By what I could discover, the yahoos appear to be the most unteachable of all animals; their capacities never reaching higher than to draw or carry burdens. Yet I am of opinion, this defect arises chiefly from a perverse, restive disposition. For they are cunning, malicious, treacherous, and revengeful. They are strong and hardy, but of a cowardly spirit, and by consequence insolent, abject, and cruel. It is observed, that the red-haired of both sexes are more mischievous than the rest, whom they yet much exceed in strength and activity.
The Houyhnhnms keep the yahoos for present use in huts not far from the house; but the rest are sent abroad to certain fields, where they dig up roots, eat several kinds of herbs, and search about for carrion, or sometimes catch weasels and luhimuhs (a sort of wild rat), which they greedily devour. Nature has taught them to dig deep holes with their nails on the side of a rising ground, wherein they lie by themselves; only the kennels of the females are larger, sufficient to hold two or three cubs.

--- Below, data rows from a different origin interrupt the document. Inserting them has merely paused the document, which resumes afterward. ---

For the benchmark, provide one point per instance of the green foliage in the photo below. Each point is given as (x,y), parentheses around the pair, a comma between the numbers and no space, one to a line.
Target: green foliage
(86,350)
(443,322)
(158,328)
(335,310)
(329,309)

They swim from their infancy like frogs, and are able to continue long under water, where they often take fish, which the females carry home to their young.
Having lived three years in this country, the reader, I suppose, will expect that I should, like other travelers, give some account of the manners and customs of its inhabitants, which it was, indeed, my principal study to learn.
As these noble Houyhnhnms are endowed by nature with a general disposition to all virtues, and have no conceptions or ideas of what is evil in a rational creature; so their grand maxim is to cultivate reason, and to be wholly governed by it. Neither is reason among them a point problematical, as with us, where men can argue with plausibility on both sides of the question; but strikes you with immediate conviction, as it must needs do where it is not mingled, obscured, or discolored, by passion and interest. I remember it was with extreme difficulty that I could bring my master to understand the meaning of the word opinion, or how a point could be disputable; because reason taught us to affirm or deny only where we are certain; and beyond our knowledge we cannot do either. So that controversies, wranglings, disputes, and positiveness in false or dubious propositions are evils unknown among the Houyhnhnms. In the like manner, when I used to explain to him our several systems of natural philosophy, he would laugh that a creature pretending to reason, should value itself upon the knowledge of other people’s conjectures, and in things where that knowledge, if it were certain, could be of no use. Wherein he agreed entirely with the sentiments of Socrates, as Plato delivers them; which I mention as the highest honor I can do that prince of philosophers. I have often since reflected, what destruction such a doctrine would make in the libraries of Europe; and how many paths of fame would be then shut up in the learned world.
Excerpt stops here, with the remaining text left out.